Hypothalamic and Pituitary Pharmacology Flashcards
what increases GH release from the anterior piruitary
GHRH, exercise, hypoglycemia, dopamine, l-DOPA, arginine
what is the treatment for patients who are growth hormone insensitive (receptor mutation) as in Laron dwarf
recombinant IGF-1 (Mecasermin)
______ is a GHRH analog available for use in HIV patients with lipodystrophy secondary to use of highly active retroviral therapy (HAART) - reduces excess abdominal fat
Tesamorelin (Egrifta)
what is the MOA of somatostatin
Inhibits GH release via GPCR coupled to Gi decreasing cAMP levels and activating K+ channels
What is the MOA of GHRH
Rapidly stimulates GH synthesis and secretion via binding to GPCR coupled to Gs -> increasing cAMP and Ca++ levels in somatotrophs - no receptor down-regulation with continuous stimulation
what are the Uses of Somatostatin Analogs
1) treat excess of growth hormon: Acromegaly, gigantism
2) To Control of bleeding from esophageal varices and GI hemorrhage
What is Pegvisomant
GH receptor antagonist
what are the side effects of somatostatins
1) transient hyperglycemia
2) Abdominal cramps and loose stools
3) cardiac (bradycardia, conduction disturbances)
Prolactin release is under inhibitory control by _____
hypothalamic dopamine at D2 receptors
The Main stimulus for prolactin release is ______
suckling - causes 10-100-fold increase within 30 min
what are Cabergoline and Bromocriptine
Dopamine agonists used on the Tx of hyperprolactinemia
which dopamine agonist is more effective in reducing prolactin secretion and Better tolerated
Cabergoline
what is Desmopressin?
ADH analog
what are the Renal actions of ADH
Mediated by V2 receptors (GPCRs coupled to Gs)

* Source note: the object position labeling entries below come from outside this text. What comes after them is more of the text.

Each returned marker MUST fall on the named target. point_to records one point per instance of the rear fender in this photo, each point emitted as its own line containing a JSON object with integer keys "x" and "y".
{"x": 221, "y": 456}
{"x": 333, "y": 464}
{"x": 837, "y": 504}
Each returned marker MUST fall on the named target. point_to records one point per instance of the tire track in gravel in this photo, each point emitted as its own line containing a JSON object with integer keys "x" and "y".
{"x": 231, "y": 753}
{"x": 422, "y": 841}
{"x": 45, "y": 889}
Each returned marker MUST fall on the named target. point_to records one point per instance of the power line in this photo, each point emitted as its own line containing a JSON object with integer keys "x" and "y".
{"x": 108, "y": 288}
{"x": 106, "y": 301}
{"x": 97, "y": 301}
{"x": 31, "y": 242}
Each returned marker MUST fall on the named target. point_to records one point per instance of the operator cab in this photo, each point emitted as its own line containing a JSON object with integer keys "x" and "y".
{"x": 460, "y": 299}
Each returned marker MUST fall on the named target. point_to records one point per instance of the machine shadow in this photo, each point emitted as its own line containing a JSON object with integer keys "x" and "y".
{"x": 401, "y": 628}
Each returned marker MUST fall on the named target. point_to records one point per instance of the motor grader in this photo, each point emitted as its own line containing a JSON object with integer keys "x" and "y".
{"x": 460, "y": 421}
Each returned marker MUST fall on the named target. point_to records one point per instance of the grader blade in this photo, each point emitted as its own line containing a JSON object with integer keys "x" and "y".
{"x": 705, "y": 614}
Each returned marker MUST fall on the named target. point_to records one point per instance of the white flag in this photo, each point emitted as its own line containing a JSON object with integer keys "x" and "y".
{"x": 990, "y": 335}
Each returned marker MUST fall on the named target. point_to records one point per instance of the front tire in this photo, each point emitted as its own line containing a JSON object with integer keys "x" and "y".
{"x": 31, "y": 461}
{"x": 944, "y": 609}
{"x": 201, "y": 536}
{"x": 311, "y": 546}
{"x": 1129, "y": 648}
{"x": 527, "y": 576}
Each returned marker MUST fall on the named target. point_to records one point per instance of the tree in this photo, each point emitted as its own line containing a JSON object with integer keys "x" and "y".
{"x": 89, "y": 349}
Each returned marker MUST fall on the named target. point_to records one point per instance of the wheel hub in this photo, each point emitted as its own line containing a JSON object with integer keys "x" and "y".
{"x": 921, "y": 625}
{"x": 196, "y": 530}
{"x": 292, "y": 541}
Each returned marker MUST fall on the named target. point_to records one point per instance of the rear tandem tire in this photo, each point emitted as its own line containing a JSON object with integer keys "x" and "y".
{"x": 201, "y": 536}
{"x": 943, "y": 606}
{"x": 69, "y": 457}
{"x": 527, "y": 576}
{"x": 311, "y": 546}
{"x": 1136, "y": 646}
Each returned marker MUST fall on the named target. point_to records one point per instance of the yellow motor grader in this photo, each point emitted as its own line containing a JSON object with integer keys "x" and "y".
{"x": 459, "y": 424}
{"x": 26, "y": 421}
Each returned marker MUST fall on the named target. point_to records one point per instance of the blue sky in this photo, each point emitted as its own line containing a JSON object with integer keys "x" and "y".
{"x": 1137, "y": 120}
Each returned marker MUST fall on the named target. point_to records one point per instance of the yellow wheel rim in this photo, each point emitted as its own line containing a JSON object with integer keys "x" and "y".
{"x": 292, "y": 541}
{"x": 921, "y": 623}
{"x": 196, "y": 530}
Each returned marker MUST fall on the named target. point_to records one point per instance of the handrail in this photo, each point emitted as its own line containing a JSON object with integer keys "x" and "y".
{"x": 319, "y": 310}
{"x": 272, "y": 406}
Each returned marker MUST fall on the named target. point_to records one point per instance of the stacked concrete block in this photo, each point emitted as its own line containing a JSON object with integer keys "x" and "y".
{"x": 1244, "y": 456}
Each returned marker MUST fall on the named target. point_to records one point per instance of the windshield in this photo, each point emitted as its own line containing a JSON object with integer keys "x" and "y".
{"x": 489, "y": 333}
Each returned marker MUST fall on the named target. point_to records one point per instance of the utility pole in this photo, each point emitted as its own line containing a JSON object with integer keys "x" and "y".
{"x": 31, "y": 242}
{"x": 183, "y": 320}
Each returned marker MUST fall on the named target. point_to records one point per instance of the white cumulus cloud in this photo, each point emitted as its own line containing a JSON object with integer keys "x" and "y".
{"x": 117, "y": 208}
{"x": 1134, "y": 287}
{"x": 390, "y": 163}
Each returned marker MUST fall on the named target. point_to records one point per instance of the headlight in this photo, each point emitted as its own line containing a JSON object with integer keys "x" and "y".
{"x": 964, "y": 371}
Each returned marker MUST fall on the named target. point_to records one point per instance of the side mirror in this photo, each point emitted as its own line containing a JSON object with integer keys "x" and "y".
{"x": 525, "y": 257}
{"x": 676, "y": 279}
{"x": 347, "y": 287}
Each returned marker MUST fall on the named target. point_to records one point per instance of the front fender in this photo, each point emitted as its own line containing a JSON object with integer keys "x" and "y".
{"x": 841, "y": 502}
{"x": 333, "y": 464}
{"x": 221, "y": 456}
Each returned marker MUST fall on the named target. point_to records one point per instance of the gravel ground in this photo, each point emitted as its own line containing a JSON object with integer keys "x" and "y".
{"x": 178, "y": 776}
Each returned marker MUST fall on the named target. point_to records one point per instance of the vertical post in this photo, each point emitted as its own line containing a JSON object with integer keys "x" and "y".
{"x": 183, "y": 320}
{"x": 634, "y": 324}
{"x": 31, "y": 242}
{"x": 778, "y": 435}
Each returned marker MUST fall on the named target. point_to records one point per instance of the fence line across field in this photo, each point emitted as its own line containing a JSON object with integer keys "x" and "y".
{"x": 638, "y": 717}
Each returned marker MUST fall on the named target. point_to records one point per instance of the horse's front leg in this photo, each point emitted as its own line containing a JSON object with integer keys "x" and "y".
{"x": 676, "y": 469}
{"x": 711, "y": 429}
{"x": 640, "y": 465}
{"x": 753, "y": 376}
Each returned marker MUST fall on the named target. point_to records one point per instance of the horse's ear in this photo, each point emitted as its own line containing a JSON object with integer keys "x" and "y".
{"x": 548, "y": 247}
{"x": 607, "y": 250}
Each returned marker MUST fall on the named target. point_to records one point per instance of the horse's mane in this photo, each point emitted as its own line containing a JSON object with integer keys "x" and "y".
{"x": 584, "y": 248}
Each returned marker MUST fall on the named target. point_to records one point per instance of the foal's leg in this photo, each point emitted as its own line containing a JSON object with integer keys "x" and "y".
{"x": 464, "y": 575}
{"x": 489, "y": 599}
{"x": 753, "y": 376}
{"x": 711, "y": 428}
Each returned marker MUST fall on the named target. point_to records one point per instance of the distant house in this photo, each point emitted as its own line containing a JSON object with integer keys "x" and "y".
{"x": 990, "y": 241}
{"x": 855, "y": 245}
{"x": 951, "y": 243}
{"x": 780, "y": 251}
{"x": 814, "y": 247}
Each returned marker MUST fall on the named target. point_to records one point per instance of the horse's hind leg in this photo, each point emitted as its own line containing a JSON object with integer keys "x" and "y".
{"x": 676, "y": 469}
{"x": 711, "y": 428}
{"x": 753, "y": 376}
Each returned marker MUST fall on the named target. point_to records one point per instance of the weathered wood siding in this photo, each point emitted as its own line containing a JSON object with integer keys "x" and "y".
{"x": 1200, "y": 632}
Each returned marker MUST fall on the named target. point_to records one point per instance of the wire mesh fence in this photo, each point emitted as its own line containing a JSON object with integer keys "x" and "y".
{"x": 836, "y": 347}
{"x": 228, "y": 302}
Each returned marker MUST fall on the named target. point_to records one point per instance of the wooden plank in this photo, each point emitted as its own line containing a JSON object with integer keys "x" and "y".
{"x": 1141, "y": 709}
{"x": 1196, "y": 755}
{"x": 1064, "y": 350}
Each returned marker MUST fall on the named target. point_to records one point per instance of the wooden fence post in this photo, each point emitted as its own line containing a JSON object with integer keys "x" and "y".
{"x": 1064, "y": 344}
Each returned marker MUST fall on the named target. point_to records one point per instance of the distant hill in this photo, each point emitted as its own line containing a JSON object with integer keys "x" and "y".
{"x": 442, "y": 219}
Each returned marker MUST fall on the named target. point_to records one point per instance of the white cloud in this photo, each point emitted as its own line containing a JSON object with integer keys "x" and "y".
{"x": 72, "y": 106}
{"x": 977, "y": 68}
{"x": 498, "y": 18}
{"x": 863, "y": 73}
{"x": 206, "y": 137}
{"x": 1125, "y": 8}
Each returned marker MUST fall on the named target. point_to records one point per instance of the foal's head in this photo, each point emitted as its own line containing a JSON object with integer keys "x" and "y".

Increases the rate of insertion of water channels (aquaporins) into luminal membrane -> increased water permeability -> leading to an antidiuretic effect
what is the treatment of choice for Central Diabetes Insipidus
Desmopressin
What is Chlorpropamide
1st generation sulfonylurea, that can be used in the treatment of ADH defieciency.
• Potentiates action of small or residual amounts of ADH - mechanism not clear
• Option for patients intolerant (side effects-allergy) to desmopressin
what are the causes of drug induced Nephrogenic diabetes insipidis
- Lithium: reduces V2-receptor mediated stimulation of adenylyl cyclase. As many as 1/3 of patients treated with Li+ may develop nephrogenic diabetes insipidus
- Demeclocyline (tetracycline antibiotic): mechanism not completely understood but possibly acts via block of ADH binding to receptor
what is the treatment for Nephrogenic Diabetes Insipidus
- Thiazide diuretics: Paradoxically reduce the polyuria of patients with DI. Mechanism not completely understood but antidiuretic effect parallels ability to cause natriuresis - used in doses that mobilize edema fluid.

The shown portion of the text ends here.